The dream run of Hima Das, the golden girl from Assam
Training on rice fields, Hima Das showed enough promise for her two coaches to repose their faith on her. She did not disappoint, earning for India the first gold in an international track event
“She rarely knows who she is contesting against, never has any clues about how big a name other contestant in the adjoining track is, neither does she bother herself when others are racing past him in the initial phase of the race, Nipon Das, the coach of India’s first ever gold medallist in an international championship Hima Das had said about his prodigy when she qualified for the Commonwealth Games ahead of Olympian and former Asian Games gold medallist MR Poovamma.
Her taking more than 52 seconds in the heats, when her personal best remains 51.13, had gotten Nipon Das worried even though she was easily finishing first. But she asked him to relax as she was conserving her energy for the finals.
In the finals of the World Under-20 on Thursday, the 18-year-old was behind three of her competitors with just 100 metres to the finishing line. As the race began, the commentator urged spectators to “keep a very close eye on Hima Das in lane four.” “Hima Das has gone for a more conservative approach,” another commentator said when the Indian was mentioned for the second time after approximately 150 metres. “Das at the moment has got a lot to do,” shouted the commentator with about 150 metres to go as the teenager found herself at the fourth position.
“But here comes Hima Das,” he said excitedly with merely 80 metres to go. “The Indian is surging, she can see the line, she can see history,” the commentator gasped. Eight more seconds later, history had indeed been written.
Till 2016, the youngest of five children of a rice farmer Ronjit Das and Jomali had no intention of being an athlete. In fact, playing in the mud fields of her village Dhing, she dreamt of representing India in football. Her idols even then were international footballers. It was Das, her Physical Education teacher who suggested the youngster to take up an individual sport. “I never knew anyone who had her raw speed," ESPN quoted Nipon, who took her to the state championship in Guwahati where she won a bronze without any training or proper practice.
She did not look back. Hima reached the finals of the Junior National Championships in Coimbatore, but could do little against well-trained, well-equipped girls from other states.
Apprehensive that their talented trainee would slide into oblivion, Nipon Das and Nabajit Malakar, who had accompanied the Assam team to Coimbatore, convinced her parents to send their youngest child for training to Guwahati.
"I just gave her basic training and she just kept improving," Das told ESPN as within a month, the results began to show. After winning a bronze in 100m and a silver in 200m National School Championship, she again won the bronze and silver in the two events.
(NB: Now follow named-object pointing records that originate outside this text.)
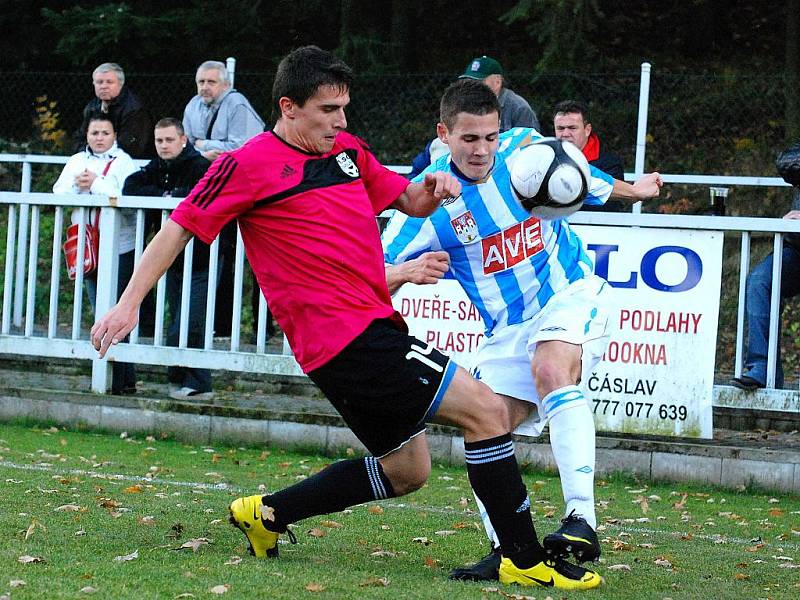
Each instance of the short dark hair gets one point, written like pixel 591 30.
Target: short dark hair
pixel 170 122
pixel 471 96
pixel 101 116
pixel 572 106
pixel 303 71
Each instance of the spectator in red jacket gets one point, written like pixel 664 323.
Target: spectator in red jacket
pixel 571 123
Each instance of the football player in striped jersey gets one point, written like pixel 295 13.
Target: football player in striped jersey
pixel 544 310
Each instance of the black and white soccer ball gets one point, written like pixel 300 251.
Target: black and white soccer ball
pixel 550 178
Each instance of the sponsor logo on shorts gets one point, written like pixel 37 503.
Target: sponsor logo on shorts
pixel 511 246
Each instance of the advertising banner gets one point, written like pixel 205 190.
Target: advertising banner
pixel 657 374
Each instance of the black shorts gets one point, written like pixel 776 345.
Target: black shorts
pixel 386 384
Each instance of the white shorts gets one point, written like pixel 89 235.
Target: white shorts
pixel 577 314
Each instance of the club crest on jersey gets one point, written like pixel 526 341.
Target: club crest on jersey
pixel 347 165
pixel 466 228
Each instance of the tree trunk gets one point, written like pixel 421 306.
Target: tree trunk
pixel 792 70
pixel 404 55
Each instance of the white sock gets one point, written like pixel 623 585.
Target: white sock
pixel 573 444
pixel 487 524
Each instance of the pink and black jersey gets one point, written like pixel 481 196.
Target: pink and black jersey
pixel 309 229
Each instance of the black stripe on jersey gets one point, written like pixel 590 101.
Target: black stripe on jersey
pixel 214 184
pixel 321 173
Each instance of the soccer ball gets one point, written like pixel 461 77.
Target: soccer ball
pixel 550 178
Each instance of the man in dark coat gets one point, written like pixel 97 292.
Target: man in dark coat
pixel 131 121
pixel 571 123
pixel 174 173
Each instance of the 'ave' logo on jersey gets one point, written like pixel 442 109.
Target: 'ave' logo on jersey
pixel 505 249
pixel 347 165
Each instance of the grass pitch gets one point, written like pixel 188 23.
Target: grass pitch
pixel 85 514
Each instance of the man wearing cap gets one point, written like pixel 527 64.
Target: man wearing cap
pixel 514 109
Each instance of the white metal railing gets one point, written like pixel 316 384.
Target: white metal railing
pixel 45 338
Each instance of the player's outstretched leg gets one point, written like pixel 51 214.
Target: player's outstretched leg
pixel 487 568
pixel 572 441
pixel 342 484
pixel 495 477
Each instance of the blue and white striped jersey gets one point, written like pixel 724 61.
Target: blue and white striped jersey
pixel 508 262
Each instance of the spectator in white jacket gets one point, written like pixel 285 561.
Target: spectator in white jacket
pixel 102 169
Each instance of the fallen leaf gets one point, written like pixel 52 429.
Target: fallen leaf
pixel 375 582
pixel 421 540
pixel 620 545
pixel 331 524
pixel 193 544
pixel 132 556
pixel 662 562
pixel 32 527
pixel 220 589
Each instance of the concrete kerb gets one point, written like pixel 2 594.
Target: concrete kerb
pixel 678 461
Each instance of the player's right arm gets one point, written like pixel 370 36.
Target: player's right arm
pixel 118 322
pixel 423 270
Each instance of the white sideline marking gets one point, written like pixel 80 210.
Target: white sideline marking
pixel 224 487
pixel 119 477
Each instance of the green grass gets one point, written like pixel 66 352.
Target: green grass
pixel 152 495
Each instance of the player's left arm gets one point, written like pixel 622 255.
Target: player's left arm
pixel 423 270
pixel 647 186
pixel 421 199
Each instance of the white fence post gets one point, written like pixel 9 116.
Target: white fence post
pixel 230 64
pixel 106 286
pixel 22 242
pixel 641 129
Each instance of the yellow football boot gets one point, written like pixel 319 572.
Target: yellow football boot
pixel 246 515
pixel 557 574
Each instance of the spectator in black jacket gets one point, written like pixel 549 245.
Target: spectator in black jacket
pixel 174 173
pixel 571 123
pixel 131 121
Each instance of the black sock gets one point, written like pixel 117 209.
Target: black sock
pixel 342 484
pixel 495 477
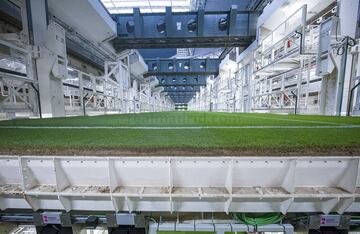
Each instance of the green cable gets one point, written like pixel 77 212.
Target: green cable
pixel 258 219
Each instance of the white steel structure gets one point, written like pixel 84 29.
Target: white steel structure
pixel 225 184
pixel 296 65
pixel 36 79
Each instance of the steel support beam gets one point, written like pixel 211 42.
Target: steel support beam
pixel 182 80
pixel 185 29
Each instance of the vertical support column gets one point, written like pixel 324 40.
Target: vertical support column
pixel 50 61
pixel 232 20
pixel 200 22
pixel 169 24
pixel 349 10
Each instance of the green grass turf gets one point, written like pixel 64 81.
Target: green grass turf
pixel 269 140
pixel 187 119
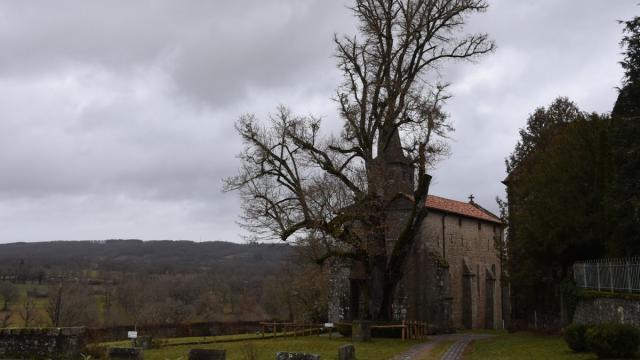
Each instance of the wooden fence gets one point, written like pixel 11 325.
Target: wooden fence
pixel 408 329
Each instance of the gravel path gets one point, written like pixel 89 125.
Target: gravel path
pixel 453 353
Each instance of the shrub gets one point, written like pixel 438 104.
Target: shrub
pixel 575 337
pixel 613 340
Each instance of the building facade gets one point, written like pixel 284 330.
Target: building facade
pixel 453 275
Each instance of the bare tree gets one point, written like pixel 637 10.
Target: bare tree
pixel 295 183
pixel 71 305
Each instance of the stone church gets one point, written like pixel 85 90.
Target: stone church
pixel 452 280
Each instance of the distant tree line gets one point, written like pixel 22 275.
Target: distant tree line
pixel 251 282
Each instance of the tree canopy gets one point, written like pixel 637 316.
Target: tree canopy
pixel 296 184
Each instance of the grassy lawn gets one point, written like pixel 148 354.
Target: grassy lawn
pixel 437 351
pixel 523 345
pixel 378 349
pixel 195 340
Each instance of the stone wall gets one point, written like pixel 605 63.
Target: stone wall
pixel 42 343
pixel 608 309
pixel 468 247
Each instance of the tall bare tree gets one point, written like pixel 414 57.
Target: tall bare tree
pixel 28 311
pixel 297 183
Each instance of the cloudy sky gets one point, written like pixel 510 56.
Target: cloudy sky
pixel 116 117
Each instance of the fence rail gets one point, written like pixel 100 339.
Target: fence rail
pixel 615 275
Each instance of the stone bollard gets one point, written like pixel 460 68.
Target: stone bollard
pixel 361 330
pixel 296 356
pixel 125 354
pixel 347 352
pixel 201 354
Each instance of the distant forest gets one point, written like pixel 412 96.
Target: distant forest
pixel 127 282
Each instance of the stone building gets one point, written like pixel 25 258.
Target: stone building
pixel 453 275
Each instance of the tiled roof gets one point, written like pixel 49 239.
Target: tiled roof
pixel 460 208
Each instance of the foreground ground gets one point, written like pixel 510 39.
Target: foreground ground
pixel 379 349
pixel 522 346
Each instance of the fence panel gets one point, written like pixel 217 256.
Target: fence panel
pixel 620 275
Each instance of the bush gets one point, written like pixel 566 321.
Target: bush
pixel 575 337
pixel 613 340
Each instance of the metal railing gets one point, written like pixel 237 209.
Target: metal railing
pixel 615 275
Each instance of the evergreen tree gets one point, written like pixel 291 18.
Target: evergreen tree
pixel 625 193
pixel 559 178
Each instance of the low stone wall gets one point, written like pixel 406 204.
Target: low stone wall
pixel 42 343
pixel 598 310
pixel 215 328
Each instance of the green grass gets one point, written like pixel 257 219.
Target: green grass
pixel 523 346
pixel 378 349
pixel 436 352
pixel 196 339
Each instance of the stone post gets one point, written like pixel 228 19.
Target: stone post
pixel 347 352
pixel 361 330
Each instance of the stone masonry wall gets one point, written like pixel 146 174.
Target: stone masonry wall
pixel 604 309
pixel 42 343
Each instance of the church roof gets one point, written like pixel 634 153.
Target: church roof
pixel 468 209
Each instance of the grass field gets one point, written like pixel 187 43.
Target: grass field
pixel 378 349
pixel 523 346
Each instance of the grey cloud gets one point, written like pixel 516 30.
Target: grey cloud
pixel 116 118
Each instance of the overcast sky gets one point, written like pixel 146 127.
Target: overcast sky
pixel 116 117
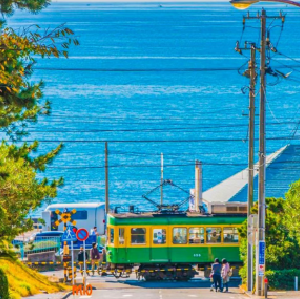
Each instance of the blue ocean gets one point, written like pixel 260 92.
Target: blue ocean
pixel 152 78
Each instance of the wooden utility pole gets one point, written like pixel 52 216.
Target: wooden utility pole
pixel 161 178
pixel 106 180
pixel 260 256
pixel 260 245
pixel 252 74
pixel 198 186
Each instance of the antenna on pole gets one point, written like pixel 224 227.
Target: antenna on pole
pixel 161 177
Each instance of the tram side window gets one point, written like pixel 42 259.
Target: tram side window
pixel 54 218
pixel 196 235
pixel 213 235
pixel 179 235
pixel 230 234
pixel 121 236
pixel 159 236
pixel 138 236
pixel 111 235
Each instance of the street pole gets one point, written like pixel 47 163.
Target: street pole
pixel 252 69
pixel 260 256
pixel 161 177
pixel 84 267
pixel 72 249
pixel 106 180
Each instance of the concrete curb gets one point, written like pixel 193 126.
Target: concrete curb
pixel 67 295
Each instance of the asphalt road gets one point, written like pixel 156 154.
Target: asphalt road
pixel 164 294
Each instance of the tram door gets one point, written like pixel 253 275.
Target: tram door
pixel 158 245
pixel 122 249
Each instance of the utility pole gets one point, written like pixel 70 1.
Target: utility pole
pixel 260 244
pixel 260 256
pixel 161 177
pixel 106 180
pixel 252 74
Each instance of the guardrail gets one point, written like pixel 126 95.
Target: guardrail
pixel 38 245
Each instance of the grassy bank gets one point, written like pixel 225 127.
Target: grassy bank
pixel 24 281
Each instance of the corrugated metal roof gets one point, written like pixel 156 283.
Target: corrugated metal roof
pixel 234 188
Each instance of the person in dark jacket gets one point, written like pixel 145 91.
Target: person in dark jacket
pixel 216 270
pixel 80 258
pixel 95 257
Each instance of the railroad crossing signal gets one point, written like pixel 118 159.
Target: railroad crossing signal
pixel 65 217
pixel 82 234
pixel 252 228
pixel 69 235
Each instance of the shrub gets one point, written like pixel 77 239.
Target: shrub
pixel 4 292
pixel 282 280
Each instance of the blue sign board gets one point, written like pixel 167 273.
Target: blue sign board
pixel 261 252
pixel 69 235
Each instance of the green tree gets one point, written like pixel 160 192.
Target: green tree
pixel 292 219
pixel 282 249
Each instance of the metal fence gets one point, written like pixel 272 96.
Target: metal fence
pixel 40 244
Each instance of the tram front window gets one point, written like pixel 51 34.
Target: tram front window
pixel 138 236
pixel 213 235
pixel 179 235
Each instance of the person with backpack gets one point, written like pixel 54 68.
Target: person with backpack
pixel 80 258
pixel 216 272
pixel 95 256
pixel 226 273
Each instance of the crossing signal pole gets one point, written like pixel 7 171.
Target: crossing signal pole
pixel 252 75
pixel 260 244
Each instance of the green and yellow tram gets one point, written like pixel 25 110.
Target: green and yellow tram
pixel 162 246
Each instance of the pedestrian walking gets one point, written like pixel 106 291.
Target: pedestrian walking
pixel 95 256
pixel 216 271
pixel 94 232
pixel 80 258
pixel 225 274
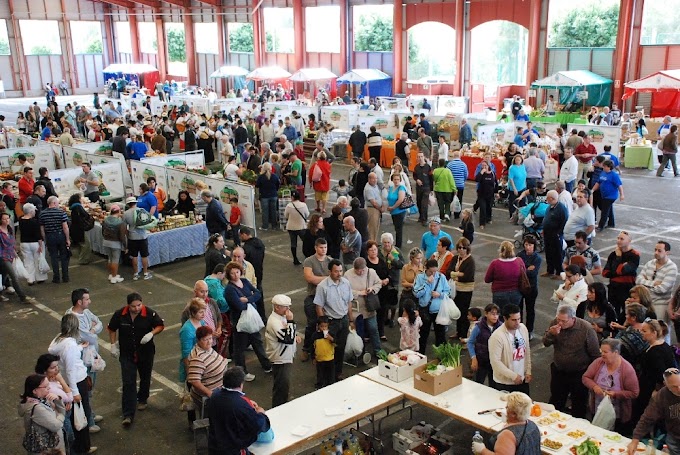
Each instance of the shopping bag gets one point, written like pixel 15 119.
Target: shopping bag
pixel 250 321
pixel 455 205
pixel 355 345
pixel 19 268
pixel 43 265
pixel 605 415
pixel 79 419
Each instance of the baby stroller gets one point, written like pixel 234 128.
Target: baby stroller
pixel 531 219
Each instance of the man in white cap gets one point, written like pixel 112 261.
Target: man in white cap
pixel 280 338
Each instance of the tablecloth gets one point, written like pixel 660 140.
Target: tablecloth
pixel 164 246
pixel 472 161
pixel 638 156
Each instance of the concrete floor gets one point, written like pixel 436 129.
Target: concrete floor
pixel 649 213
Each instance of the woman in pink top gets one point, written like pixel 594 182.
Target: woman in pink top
pixel 503 274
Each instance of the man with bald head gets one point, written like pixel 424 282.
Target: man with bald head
pixel 553 229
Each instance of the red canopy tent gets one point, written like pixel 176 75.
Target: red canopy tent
pixel 665 89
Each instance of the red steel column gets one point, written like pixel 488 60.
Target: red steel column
pixel 299 30
pixel 257 35
pixel 190 45
pixel 460 37
pixel 134 36
pixel 622 48
pixel 534 47
pixel 398 46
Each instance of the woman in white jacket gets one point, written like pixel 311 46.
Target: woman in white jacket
pixel 574 290
pixel 66 346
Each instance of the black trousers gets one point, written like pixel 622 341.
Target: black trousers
pixel 566 383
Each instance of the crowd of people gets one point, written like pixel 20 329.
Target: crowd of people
pixel 611 340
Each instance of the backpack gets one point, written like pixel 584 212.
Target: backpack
pixel 144 220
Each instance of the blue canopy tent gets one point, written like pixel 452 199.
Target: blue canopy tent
pixel 372 82
pixel 569 83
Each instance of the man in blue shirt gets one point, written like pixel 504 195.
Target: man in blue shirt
pixel 428 243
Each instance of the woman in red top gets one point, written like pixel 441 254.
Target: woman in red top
pixel 321 181
pixel 26 184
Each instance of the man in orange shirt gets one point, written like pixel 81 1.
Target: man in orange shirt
pixel 161 195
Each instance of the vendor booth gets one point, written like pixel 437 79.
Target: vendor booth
pixel 371 82
pixel 570 83
pixel 142 74
pixel 665 89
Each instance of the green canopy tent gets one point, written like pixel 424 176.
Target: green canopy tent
pixel 569 83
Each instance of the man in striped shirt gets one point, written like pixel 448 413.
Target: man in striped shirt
pixel 54 229
pixel 460 175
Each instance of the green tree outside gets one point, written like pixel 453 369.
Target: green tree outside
pixel 593 26
pixel 176 46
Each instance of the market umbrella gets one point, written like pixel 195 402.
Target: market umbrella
pixel 224 72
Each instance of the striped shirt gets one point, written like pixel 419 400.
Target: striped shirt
pixel 459 171
pixel 52 219
pixel 207 367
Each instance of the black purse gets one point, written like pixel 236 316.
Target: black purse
pixel 36 441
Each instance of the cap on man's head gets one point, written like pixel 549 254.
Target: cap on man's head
pixel 281 300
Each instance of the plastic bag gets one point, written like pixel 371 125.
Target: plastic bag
pixel 19 268
pixel 43 265
pixel 455 205
pixel 79 419
pixel 355 345
pixel 448 312
pixel 605 416
pixel 250 321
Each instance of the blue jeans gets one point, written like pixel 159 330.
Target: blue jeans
pixel 503 298
pixel 269 207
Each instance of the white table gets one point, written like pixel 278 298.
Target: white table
pixel 356 397
pixel 463 403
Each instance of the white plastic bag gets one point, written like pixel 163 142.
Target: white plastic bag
pixel 79 419
pixel 448 312
pixel 605 416
pixel 455 205
pixel 43 265
pixel 354 346
pixel 19 268
pixel 250 321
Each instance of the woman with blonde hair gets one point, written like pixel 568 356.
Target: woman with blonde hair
pixel 268 184
pixel 503 274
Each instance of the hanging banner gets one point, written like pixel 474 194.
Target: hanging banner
pixel 601 135
pixel 67 181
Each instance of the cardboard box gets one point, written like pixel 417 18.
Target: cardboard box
pixel 434 385
pixel 398 373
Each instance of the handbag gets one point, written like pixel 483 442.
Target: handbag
pixel 372 300
pixel 36 441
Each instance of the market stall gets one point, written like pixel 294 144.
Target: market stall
pixel 570 83
pixel 665 89
pixel 142 74
pixel 371 82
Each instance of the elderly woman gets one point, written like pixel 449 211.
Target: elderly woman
pixel 320 175
pixel 503 274
pixel 32 246
pixel 653 362
pixel 461 269
pixel 268 184
pixel 395 261
pixel 206 367
pixel 240 294
pixel 44 411
pixel 597 311
pixel 66 346
pixel 614 376
pixel 574 289
pixel 520 435
pixel 364 281
pixel 395 196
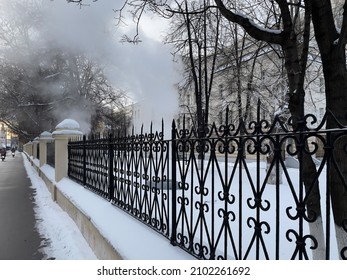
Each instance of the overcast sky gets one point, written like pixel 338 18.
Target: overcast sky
pixel 146 70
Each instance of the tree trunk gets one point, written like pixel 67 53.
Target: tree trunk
pixel 336 88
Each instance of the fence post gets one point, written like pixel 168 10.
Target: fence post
pixel 44 138
pixel 65 130
pixel 110 169
pixel 174 184
pixel 35 143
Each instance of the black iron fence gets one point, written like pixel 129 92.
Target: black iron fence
pixel 240 192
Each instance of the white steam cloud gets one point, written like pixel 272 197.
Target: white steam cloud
pixel 145 70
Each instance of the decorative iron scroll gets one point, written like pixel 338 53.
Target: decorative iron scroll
pixel 245 191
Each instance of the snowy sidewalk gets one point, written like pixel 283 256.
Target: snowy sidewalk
pixel 131 239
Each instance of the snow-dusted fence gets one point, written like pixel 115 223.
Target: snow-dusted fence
pixel 205 196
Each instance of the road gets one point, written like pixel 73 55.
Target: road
pixel 19 240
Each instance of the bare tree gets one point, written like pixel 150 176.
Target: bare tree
pixel 290 29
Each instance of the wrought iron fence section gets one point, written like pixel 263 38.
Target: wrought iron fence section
pixel 141 179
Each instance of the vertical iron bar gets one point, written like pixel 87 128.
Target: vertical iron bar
pixel 110 169
pixel 278 174
pixel 174 183
pixel 329 154
pixel 84 161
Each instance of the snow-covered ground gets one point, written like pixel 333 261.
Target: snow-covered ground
pixel 132 239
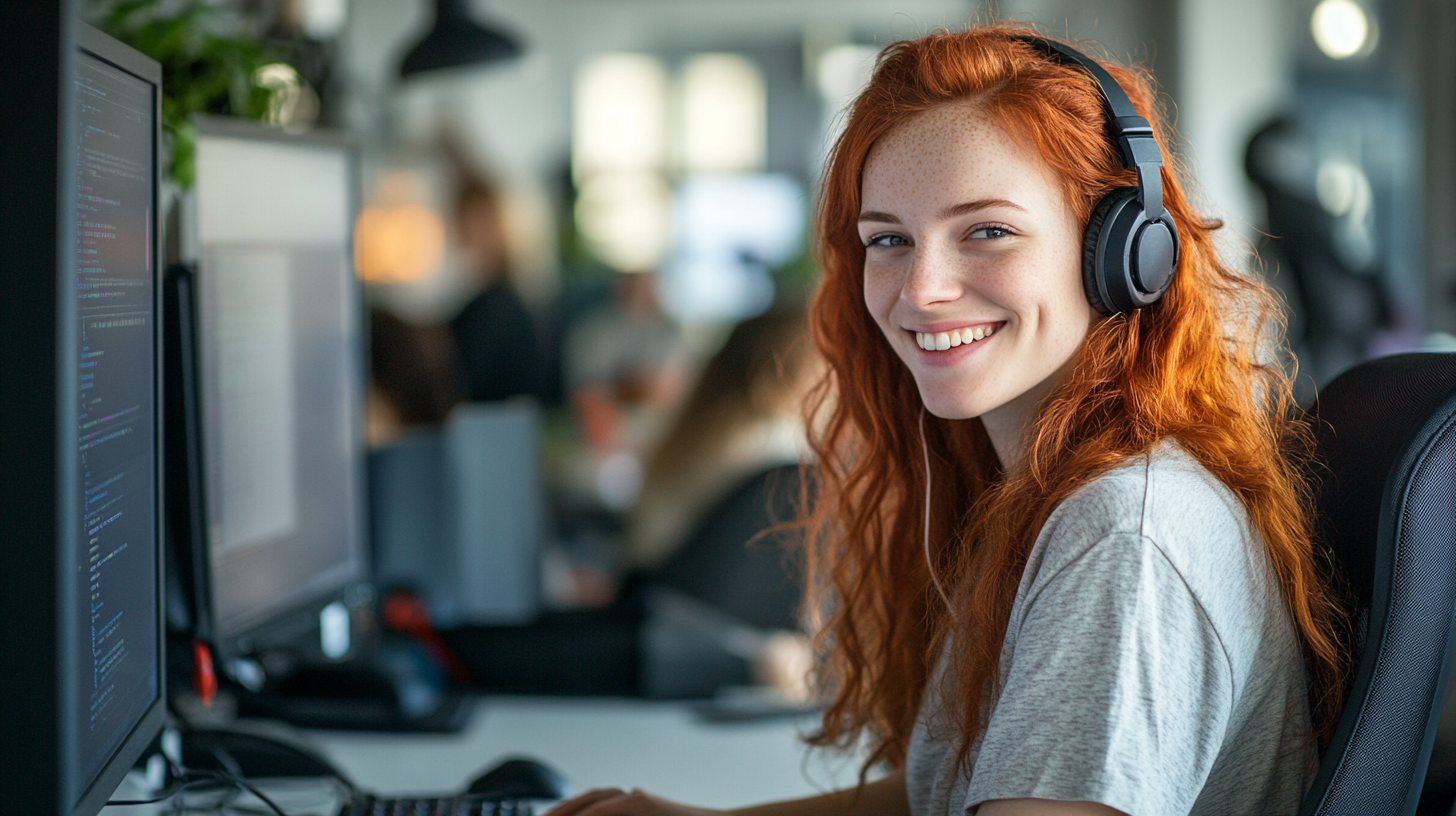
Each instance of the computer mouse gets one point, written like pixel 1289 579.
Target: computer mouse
pixel 254 755
pixel 520 778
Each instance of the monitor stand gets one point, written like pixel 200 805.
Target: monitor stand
pixel 389 692
pixel 354 705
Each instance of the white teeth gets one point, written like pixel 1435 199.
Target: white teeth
pixel 939 341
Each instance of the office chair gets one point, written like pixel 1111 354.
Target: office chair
pixel 756 583
pixel 1386 442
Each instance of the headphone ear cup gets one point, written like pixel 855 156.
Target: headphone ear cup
pixel 1092 283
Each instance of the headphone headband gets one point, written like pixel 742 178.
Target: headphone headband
pixel 1130 131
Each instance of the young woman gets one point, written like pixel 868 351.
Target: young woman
pixel 1062 558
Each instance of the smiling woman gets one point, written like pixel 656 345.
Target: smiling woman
pixel 1060 547
pixel 966 230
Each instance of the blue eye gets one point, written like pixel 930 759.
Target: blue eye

She got a senior national camp call up while she was still training and succeeding in the shorter 100 and 200m races, as she even won a gold at the Asian Games test event in Jakarta in February this year. But coaches at the national camp felt Hima's future lay in 400m race, the one considered to be among the most challenging track events. It not only tests athlete’s speed, but also their endurance and tactics. After 350 metres, lactic acid builds up in the body and makes it difficult for the runner to run the next 50 metres, say the physios and coaches.
She, however, finished sixth in the Commonwealth Games in Australia. She returned determined to do better. “This is something you don't see in too many athletes. She improves her performance with every race she runs,” Nabajit Malakar had told ESPN before the Commonwealth Games.
On Thursday she did not quite do that, clocking 0.33 second more than her career best time of 51.13 seconds. But her coach is confident as she aims at clocking a career best of 49 seconds soon. If, as and when she does it, India may get yet another gold at another international event.